Tuesday, November 12, 2013

Can the Greek Center Hold?

by Nikos Konstandaras

International New York Times

November 11, 2013

The brutality of the crime would be shocking anywhere: the gunman walked up to three young men, all members of Golden Dawn, on a busy neighborhood sidewalk and fired 12 bullets in seven seconds, finishing off two victims with bullets to the head and leaving the third seriously wounded before escaping on a motorcycle driven by an accomplice.

It is hard to imagine many other countries — especially mature Western democracies — where the murder of two rank-and-file members of a relatively small political party could raise serious fears of political instability and national division. Yet this is how precarious things have become in Greece, as the country labors through its sixth year of recession and the third year of an economic recovery program that is long on austerity and short on growth. Political and social tensions feed off current misery and draw on deep historical roots of division.

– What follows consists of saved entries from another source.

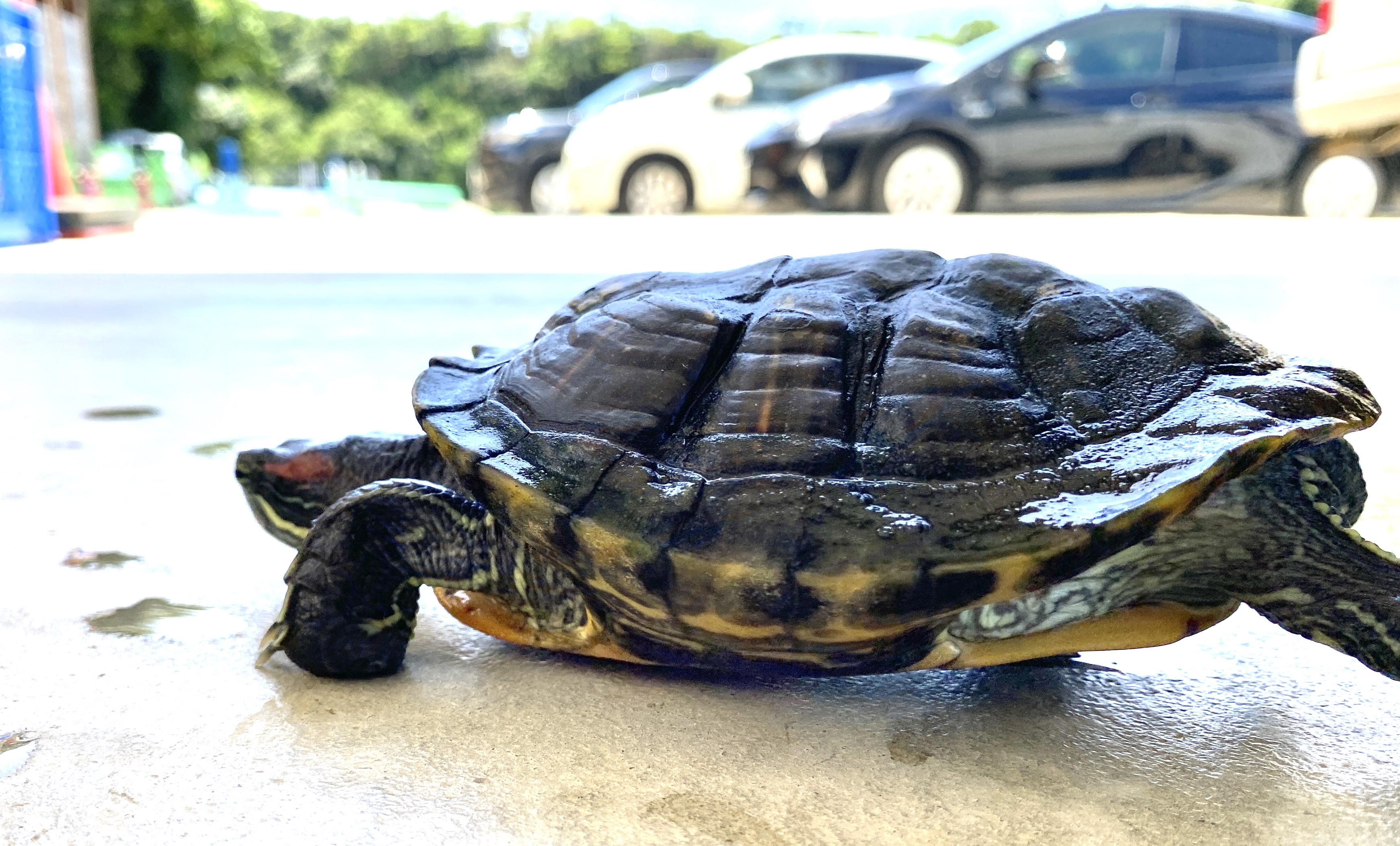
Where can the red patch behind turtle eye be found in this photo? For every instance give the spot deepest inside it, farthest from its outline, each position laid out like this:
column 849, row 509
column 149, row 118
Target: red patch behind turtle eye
column 308, row 467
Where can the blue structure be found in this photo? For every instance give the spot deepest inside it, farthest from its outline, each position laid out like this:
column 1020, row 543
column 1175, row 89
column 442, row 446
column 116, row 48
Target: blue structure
column 24, row 213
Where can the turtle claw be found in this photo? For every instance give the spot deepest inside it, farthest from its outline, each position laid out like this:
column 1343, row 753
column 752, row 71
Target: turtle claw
column 272, row 642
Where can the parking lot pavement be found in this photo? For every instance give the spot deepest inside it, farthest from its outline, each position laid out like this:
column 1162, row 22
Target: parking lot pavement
column 209, row 341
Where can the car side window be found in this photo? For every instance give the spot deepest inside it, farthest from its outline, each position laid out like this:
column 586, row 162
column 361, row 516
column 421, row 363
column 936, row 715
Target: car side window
column 790, row 79
column 1295, row 43
column 1104, row 52
column 863, row 68
column 1219, row 45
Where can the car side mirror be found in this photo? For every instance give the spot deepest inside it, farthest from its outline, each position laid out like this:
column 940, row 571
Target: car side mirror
column 734, row 92
column 1044, row 69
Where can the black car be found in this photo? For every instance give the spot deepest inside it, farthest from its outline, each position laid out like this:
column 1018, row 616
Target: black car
column 516, row 162
column 1133, row 108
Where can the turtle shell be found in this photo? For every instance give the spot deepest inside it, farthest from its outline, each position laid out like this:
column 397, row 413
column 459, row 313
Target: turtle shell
column 817, row 463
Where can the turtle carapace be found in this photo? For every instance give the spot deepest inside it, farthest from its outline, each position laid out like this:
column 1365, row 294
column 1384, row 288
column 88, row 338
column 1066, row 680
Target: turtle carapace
column 849, row 464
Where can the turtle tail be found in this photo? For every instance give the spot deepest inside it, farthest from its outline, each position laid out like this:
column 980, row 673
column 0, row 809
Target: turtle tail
column 1315, row 575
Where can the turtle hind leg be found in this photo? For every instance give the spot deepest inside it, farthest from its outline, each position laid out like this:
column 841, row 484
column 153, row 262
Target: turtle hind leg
column 1125, row 628
column 352, row 592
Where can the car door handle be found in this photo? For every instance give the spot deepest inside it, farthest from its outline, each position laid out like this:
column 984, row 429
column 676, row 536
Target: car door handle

“This is like lighting a match in a powder magazine, especially when there are so many other fires burning in the economy,” Prime Minister Antonis Samaras said after the Nov. 1 killings.

He is trying to keep Greece on track to meet commitments to the country’s creditors while dealing with a political system so fragmented and confrontational that it seems to be wired for conflict. Mr. Samaras heads a coalition of his center-right New Democracy and the center-left Pasok.